1. A lo largo de las últimas décadas fue la izquierda la fuerza política que con más énfasis argumentó a favor de la representación proporcional, es decir, que el porcentaje de votos se tradujera lo más exacto posible en porcentaje de representantes. Si un partido o coalición obtenían el 30% de los votos deberían tener el 30% de los representantes y así. Fueron otros, destacadamente el PRI, quienes se opusieron a esa pretensión.

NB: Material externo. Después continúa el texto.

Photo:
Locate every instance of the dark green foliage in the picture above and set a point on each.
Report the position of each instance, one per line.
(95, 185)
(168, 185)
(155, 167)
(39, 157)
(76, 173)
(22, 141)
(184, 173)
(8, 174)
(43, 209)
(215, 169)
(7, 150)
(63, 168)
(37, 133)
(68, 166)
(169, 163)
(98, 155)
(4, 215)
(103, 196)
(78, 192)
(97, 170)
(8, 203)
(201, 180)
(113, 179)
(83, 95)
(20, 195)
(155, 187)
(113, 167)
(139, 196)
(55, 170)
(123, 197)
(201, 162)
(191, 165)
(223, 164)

Pues bien, ahora el gobierno, Morena y comentaristas que giran en su órbita, no sólo están argumentando —truculentamente— que la Constitución los legitima para tener un porcentaje de legisladores muy por encima de su porcentaje de votos, sino que se han deslizado hasta sostener que eso es justo. Y ojo, hay una diferencia marcada entre argumentar que la norma autoriza eso y decir que así debe ser. Ese nuevo deber ser se opone frontalmente a la tradición de esa misma corriente política.

Me pregunto si los más veteranos en las filas de la coalición gobernante han renegado ya de la pretensión, enarbolada durante décadas, de que los votos tengan una traducción exacta en curules.

El actual gobierno y sus aliados han convertido todo en instrumental. Venga lo que convenga y punto y aparte. Han metido en un cajón principios y reivindicaciones añejas y por ello no pueden pensar en ese conjunto contradictorio al que llamamos sociedad, solo defienden sus intereses inmediatos y nublan el horizonte.

Mientras eran parte de la oposición, las minorías debían tener una representación en proporción a sus votos, ahora en el gobierno merecen estar subrrepresentadas. En la oposición, la idea de que todos los votos deben tener el mismo peso a la hora de traducirse en representantes, ahora, la noción de que “nuestros” votos merecen más representantes. Dan pena.

2. En el proceso de transición democrática fue necesario construir autoridades electorales autónomas, no alineadas al gobierno ni a ninguna fuerza política. Era una necesidad para ofrecer garantías de imparcialidad. Y en 1996 eso se hizo realidad. El gobierno salió del instituto encargado de organizar las elecciones federales (IFE), y los gobiernos locales también abandonaron los institutos estatales. Todas las fuerzas políticas estuvieron de acuerdo. Y honra al PRI, que entonces estaba en el gobierno y tenía mayoría de legisladores, esa medida que ha coadyuvado a contar con elecciones legítimas.

Pues bien, el actual gobierno, sin tener facultades para ello, está interfiriendo, casi todos los días, en un tema crucial que compete solamente a las autoridades electorales. La secretaria de Gobernación y el presidente se empeñan en cacarear que su coalición tiene y debe tener una sobre representación inédita: ofrecen su propia interpretación de las normas y establecen las proporciones con las que cada partido debe contar. Es a todas luces una usurpación de funciones, pero sobre todo una presión ni siquiera disfrazada sobre el INE y el Tribunal. Requirieron de la autonomía para ganar y ser gobierno. Hoy desde el gobierno la desprecian y erosionan. Quieren colonizar esas instituciones o de plano alinearlas.